De 'Bond tegen Vloeken' staat voor mijn deur. Er zijn zo van die momenten dat je liever niet de bel had gehoord. Batterij leeg. Zoiets. Maar nee. Voor me staat een klein vrouwtje in plissérok met grote ijzeren speld. Haar bruine regenjas hangt open en aan haar linkerarm, om precies te zijn, in de holte tussen onderarm en bovenarm bungelt een grote tas. Ze houdt haar hand in een knuist ter hoogte van haar platte borst stevig tegen haar lichaam geklemd. Ik was nochtans niet van plan haar tas af te nemen. Mocht ze dat denken.

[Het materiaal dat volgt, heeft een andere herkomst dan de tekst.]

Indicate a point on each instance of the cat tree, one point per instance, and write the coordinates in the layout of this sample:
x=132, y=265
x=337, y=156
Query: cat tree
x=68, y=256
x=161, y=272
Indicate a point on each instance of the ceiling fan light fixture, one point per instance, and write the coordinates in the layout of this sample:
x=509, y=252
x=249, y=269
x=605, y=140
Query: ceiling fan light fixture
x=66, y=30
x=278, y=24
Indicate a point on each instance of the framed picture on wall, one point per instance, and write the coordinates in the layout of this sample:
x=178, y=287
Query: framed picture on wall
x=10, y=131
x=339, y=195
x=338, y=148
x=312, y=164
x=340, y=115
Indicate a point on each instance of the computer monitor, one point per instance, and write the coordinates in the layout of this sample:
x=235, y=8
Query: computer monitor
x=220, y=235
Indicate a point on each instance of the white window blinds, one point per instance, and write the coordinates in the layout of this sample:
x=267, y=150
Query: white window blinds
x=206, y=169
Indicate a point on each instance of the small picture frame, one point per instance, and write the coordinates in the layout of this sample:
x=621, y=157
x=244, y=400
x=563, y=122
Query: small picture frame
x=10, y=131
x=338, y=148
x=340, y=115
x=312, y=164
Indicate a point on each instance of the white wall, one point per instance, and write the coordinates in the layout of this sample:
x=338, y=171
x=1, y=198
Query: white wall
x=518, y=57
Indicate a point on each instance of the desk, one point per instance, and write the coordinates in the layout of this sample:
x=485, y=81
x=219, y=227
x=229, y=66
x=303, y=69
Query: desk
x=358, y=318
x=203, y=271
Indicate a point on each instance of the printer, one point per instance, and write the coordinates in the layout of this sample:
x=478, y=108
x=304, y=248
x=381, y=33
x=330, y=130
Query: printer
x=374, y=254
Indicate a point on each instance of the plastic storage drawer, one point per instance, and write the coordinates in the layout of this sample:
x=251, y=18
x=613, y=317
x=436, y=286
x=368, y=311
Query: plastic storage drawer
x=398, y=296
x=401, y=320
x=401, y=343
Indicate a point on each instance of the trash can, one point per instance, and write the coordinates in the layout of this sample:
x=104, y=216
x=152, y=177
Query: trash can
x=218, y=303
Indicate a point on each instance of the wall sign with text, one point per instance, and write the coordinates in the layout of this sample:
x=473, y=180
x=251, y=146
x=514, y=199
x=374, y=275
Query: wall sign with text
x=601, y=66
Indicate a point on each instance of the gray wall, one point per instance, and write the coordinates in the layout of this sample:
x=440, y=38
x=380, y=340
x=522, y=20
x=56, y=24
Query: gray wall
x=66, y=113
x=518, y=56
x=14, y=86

Ik vraag me af of ze in de gaten heeft hoe non-sexy ze aan mijn deur staat. Ze wil me iets verkopen dat is duidelijk. Maar dit is niet de juiste aanpak en aankleding. Bovendien ook niet het geschikte moment. Het is negen uur in de ochtend. En ik, ik ben geen ochtendmens. Ze steekt een folder naar me uit. Bond tegen Vloeken.
Ik vertel haar dat ik daar niets mee op heb. Vloeken lucht juist op. Zeker bij de inzet van krachttermen en vruchtvlees. Het vrouwtje trekt een zuur gezicht. Ik kom dus blijkbaar binnen en zet door. Kijk mevrouw, 'kut' is een inheems woord en daarnaast kort en krachtig. Het wordt door iedereen gebruikt. Al jaren. Nee, ik maak geen onderscheid in sekse. Mannen en vrouwen bezigen het voortdurend. Het is van alle tijden. Je kunt het in je mond prettig uitstoten. Het geeft aangename perslucht, voor in de mond en geeft ontspanning en een aangenaam gevoel op de lippen. Doet u het maar eens. Ja, een paar keer achter elkaar. En ... en ... lucht het op? Ja, hè. Ziet u wel. Nou, dag mevrouw. O ja. De buren slapen nog. Slaat u die gerust over. Prettige dag nog verder.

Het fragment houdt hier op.